Synonyme de vacances, l’été est aussi la période des petits boulots pour des milliers de jeunes en France. Mais la recherche d’un travail peut s’avérer difficile, spécialement quand on est mineur. Dans cette optique, le réseau Coopérer Pour Entreprendre a importé le concept canadien des Coopératives Jeunesse de Services (CJS) en France en 2013.

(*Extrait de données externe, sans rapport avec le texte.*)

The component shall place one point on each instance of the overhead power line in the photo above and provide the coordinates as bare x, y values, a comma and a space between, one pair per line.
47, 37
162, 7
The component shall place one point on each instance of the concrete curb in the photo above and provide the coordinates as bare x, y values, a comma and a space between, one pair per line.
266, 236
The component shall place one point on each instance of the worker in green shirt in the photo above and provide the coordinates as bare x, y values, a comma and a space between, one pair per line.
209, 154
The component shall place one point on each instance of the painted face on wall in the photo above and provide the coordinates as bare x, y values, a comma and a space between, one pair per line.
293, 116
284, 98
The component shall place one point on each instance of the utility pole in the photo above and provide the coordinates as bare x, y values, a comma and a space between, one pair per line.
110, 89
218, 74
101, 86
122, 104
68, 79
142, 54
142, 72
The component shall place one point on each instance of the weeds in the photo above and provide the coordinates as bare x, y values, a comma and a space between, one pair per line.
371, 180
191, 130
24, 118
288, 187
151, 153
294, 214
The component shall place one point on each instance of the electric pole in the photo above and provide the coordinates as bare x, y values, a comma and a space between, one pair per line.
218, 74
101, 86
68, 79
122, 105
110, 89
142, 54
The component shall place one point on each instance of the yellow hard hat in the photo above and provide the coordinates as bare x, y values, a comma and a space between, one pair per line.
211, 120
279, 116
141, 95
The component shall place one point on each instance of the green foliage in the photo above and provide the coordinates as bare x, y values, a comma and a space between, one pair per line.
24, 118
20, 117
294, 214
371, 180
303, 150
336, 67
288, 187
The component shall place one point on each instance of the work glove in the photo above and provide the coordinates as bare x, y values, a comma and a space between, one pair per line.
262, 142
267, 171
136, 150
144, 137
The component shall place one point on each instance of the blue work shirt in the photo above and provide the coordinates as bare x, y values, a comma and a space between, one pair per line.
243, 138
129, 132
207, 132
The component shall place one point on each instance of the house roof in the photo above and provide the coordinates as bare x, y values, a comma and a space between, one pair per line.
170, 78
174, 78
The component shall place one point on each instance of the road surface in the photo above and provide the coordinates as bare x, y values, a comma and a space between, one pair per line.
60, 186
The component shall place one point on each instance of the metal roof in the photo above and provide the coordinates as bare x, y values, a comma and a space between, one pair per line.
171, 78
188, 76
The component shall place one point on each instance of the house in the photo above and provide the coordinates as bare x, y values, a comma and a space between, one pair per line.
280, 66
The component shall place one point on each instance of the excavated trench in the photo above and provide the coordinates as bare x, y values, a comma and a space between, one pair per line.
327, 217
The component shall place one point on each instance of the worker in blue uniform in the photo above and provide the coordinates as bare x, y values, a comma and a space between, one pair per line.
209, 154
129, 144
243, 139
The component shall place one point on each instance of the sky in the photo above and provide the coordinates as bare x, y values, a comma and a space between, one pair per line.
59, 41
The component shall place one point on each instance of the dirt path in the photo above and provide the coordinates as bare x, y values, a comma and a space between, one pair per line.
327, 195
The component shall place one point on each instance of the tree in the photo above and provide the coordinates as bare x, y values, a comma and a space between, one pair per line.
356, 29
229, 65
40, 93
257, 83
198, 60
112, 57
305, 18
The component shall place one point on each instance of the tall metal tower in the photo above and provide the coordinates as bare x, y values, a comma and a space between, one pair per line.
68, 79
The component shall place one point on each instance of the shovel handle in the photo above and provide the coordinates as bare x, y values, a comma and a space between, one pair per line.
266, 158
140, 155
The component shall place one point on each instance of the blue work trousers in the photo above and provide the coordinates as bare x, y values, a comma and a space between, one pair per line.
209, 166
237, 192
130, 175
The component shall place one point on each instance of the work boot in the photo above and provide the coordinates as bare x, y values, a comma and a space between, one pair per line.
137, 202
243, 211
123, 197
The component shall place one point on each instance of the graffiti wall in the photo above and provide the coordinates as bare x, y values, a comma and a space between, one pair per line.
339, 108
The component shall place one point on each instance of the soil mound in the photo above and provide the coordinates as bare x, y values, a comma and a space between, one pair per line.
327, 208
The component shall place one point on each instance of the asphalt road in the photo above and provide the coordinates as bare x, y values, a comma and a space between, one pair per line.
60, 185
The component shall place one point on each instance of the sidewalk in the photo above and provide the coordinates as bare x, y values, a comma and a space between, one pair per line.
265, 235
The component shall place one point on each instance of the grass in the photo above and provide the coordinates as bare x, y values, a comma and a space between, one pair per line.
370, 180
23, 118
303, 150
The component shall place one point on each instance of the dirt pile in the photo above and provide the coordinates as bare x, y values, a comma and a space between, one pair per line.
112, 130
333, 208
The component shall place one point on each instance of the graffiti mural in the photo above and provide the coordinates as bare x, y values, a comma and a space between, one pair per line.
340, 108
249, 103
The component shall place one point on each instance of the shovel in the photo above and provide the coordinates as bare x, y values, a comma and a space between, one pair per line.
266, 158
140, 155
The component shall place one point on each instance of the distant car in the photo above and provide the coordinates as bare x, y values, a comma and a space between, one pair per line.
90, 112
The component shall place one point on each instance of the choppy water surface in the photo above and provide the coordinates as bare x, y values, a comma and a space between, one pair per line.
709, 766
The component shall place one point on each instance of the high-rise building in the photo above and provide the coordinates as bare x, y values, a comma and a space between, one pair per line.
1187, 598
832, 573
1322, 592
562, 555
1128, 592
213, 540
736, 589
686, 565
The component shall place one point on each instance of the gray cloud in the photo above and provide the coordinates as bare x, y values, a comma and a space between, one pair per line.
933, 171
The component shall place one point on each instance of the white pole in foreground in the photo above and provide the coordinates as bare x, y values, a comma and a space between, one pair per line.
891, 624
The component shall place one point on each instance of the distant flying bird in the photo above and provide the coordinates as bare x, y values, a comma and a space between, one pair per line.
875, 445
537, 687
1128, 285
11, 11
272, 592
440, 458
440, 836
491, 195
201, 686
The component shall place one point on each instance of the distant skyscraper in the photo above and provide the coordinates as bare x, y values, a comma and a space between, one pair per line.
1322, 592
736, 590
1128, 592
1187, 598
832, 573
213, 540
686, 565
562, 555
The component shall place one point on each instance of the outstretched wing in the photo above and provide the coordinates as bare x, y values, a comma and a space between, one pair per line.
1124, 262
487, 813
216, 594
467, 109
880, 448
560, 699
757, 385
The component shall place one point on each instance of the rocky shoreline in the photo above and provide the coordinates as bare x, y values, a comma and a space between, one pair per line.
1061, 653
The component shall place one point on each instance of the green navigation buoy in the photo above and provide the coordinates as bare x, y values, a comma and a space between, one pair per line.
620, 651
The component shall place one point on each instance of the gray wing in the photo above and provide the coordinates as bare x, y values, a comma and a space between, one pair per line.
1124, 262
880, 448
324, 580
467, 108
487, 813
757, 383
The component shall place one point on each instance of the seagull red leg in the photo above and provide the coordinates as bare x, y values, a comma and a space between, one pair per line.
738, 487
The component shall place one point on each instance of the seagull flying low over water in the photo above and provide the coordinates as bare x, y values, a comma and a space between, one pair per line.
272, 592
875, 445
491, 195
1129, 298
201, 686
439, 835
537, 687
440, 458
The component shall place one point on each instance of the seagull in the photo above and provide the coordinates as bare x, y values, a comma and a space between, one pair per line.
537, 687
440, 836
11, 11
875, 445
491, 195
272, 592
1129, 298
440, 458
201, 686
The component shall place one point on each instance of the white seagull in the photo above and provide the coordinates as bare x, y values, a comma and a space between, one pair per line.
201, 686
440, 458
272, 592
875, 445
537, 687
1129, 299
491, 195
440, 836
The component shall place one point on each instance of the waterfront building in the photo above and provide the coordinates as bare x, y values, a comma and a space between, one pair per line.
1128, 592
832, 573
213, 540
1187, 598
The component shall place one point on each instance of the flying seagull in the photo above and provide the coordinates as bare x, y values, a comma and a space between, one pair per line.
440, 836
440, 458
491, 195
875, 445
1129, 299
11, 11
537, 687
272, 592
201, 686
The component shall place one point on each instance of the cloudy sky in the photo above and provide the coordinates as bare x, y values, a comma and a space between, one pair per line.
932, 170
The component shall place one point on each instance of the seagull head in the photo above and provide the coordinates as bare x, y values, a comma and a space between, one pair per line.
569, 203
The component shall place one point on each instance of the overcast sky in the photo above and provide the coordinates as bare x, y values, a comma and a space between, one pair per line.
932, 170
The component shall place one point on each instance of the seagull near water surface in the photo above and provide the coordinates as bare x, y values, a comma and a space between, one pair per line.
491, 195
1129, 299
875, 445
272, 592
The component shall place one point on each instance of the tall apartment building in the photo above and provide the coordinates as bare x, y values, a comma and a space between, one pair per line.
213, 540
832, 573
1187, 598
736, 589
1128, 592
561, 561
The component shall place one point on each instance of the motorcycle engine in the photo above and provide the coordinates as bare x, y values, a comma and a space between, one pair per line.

Le principe ? Permettre à des jeunes de 15 à 19 ans de créer leur entreprise pour proposer leurs services et décrocher plus facilement des petits boulots. Accompagnés de deux animateurs et avec le soutien des collectivités locales, ces adolescents définissent ensemble différents services (bricolage, ménage, jardinage…) qu’ils proposent ensuite aux habitants et aux entreprises locales.
Gouvernance partagée et compétences acquises
Quand ils ne sont pas sur le terrain, les coopérants se réunissent en conseil d’administration. Selon le principe du “une personne, une voix”, ils se répartissent en trois comités autour des principales fonctions de l’entreprise : marketing, finances et ressources humaines. Les adolescents doivent tout gérer eux-mêmes.
Des conditions réunies pour développer chez eux l’engagement citoyen et l’esprit d’initiative mais aussi pour acquérir de réelles compétences, remobilisables par la suite.
Une rémunération nette moyenne de 225 euros sur 2 mois
A la fin de l’été, les adolescents se partagent les gains récoltés. Pour ce faire, les coopérants établissent ensemble les règles de répartition soit basées sur un salaire égalitaire, l’implication ou le temps de présence de chacun. En moyenne, chacun peut percevoir une rémunération nette moyenne de 225 euros sur 2 mois.
Aujourd’hui, on compte près d’une cinquantaine de CJS en France, notamment en Bretagne et Pays de la Loire. 420 jeunes coopérants se sont déjà lancés dans l’aventure. Le double est espéré à l’horizon 2020.